Problem with high VRAM usage in Beta 7.0.0.2b:
In Beta 7.0.0.1b, it used about of 14GB VRAM, and an upscale of 320x240 was 0.6fps.
In Beta 7.0.0.2b. it uses the whole VRAM and a part of System RAM, running slow at 0.2 to 0.3 fps.
(RTX 4090 24GB, Ryzen9 7950X3d, 64GB RAM)
(because of uncapped VRAM ?)
When i set the NVIDIA-Control panel to not use System-RAM, then i get an error.
Using Starlight Mini:
in Beta 7.0.0.1b it worked well (RTX 4090), about 0.6 fps, using about 12GB Vram.
In Beta 7.00.2b is uses the whole VRAM and some system RAM, it is slow (0.2-0.3 fps).
I can fully confirm that. Upscaling on my RTX 4090 is noticeably slower as well.
While I was getting up to 0.6 FPS in the previous beta, I’m now only reaching around 0.2 to 0.3 FPS in Beta 7.00.2b.
Also, despite limiting VRAM usage to 90% within the program, my 4090’s memory is almost completely maxed out. So it seems like the limit isn’t working properly.
That said, in my short tests with the new beta, I do feel like the upscaling quality has improved compared to Beta 7.0.0.1b.
From what I’ve found out so far, 1280 x 960 is the minimum resolution — it can’t be set any lower.
It also seems that the resolution is automatically adjusted if the original aspect ratio can’t be maintained.
Yesterday, during a quick test, I selected 1920 x 1080 as the target resolution, but the output video was actually rendered at 1920 x 1440.
It’s like it ignores the what you set it to on the first render… or it is limited by the aspect ratio.
I’m still able to get 16:9 aspect ratio DVDs to upscale to 1280x720.
I just tried with a 720p video and a 720x480 video, and errored out both times. Interestingly, I scrolled a little further up in the log file and saw this:
2025-05-01 20-08-20.430 Thread: 46100 Info FF Process Output: 5 [ERROR] exception during
run(): CUDA out of memory. Tried to allocate 3.52 GiB. GPU 0 has a total capacity of 24.00 GiB
of which 4.71 GiB is free.
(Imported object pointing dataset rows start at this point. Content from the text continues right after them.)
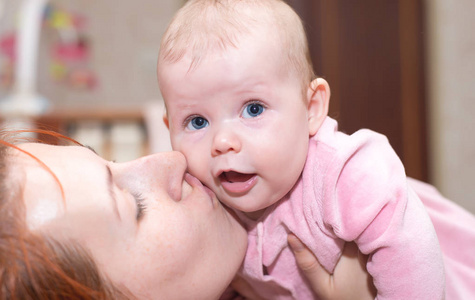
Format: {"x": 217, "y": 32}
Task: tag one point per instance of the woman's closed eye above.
{"x": 141, "y": 206}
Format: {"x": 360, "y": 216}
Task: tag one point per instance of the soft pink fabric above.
{"x": 354, "y": 188}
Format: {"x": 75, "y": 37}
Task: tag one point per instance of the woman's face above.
{"x": 149, "y": 225}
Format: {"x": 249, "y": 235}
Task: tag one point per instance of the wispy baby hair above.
{"x": 203, "y": 26}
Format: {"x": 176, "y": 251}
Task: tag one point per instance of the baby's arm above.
{"x": 371, "y": 203}
{"x": 349, "y": 281}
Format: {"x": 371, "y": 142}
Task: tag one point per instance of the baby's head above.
{"x": 236, "y": 78}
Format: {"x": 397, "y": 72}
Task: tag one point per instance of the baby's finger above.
{"x": 244, "y": 289}
{"x": 308, "y": 263}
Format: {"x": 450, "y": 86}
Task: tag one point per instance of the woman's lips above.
{"x": 237, "y": 183}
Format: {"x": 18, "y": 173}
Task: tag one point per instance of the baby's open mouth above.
{"x": 235, "y": 177}
{"x": 235, "y": 182}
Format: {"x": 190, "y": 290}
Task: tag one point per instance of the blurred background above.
{"x": 403, "y": 68}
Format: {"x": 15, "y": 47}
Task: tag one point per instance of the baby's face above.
{"x": 240, "y": 120}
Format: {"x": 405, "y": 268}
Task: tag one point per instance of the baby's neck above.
{"x": 255, "y": 215}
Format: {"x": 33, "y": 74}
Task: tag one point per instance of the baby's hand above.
{"x": 350, "y": 280}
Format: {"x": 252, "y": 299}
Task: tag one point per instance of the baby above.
{"x": 244, "y": 107}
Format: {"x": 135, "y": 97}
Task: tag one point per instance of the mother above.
{"x": 75, "y": 226}
{"x": 85, "y": 223}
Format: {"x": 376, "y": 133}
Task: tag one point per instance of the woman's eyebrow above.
{"x": 110, "y": 183}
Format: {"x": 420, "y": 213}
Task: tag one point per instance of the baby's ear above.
{"x": 318, "y": 98}
{"x": 165, "y": 120}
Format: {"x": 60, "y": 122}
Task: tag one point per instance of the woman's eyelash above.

Of the allocated memory 14.66 GiB is allocated by PyTorch, and 1.61
GiB is reserved by PyTorch but unallocated. If reserved but unallocated memory is large try
setting PYTORCH_CUDA_ALLOC_CONF=expandable_segments:True to avoid fragmentation.
See documentation for Memory Management
(https://pytorch.org/docs/stable/notes/cuda.html#environment-variables)
That is WITH Sysmem Fallback enabled, though I’m not sure if I need to reboot or restart TVAI for it to go into effect?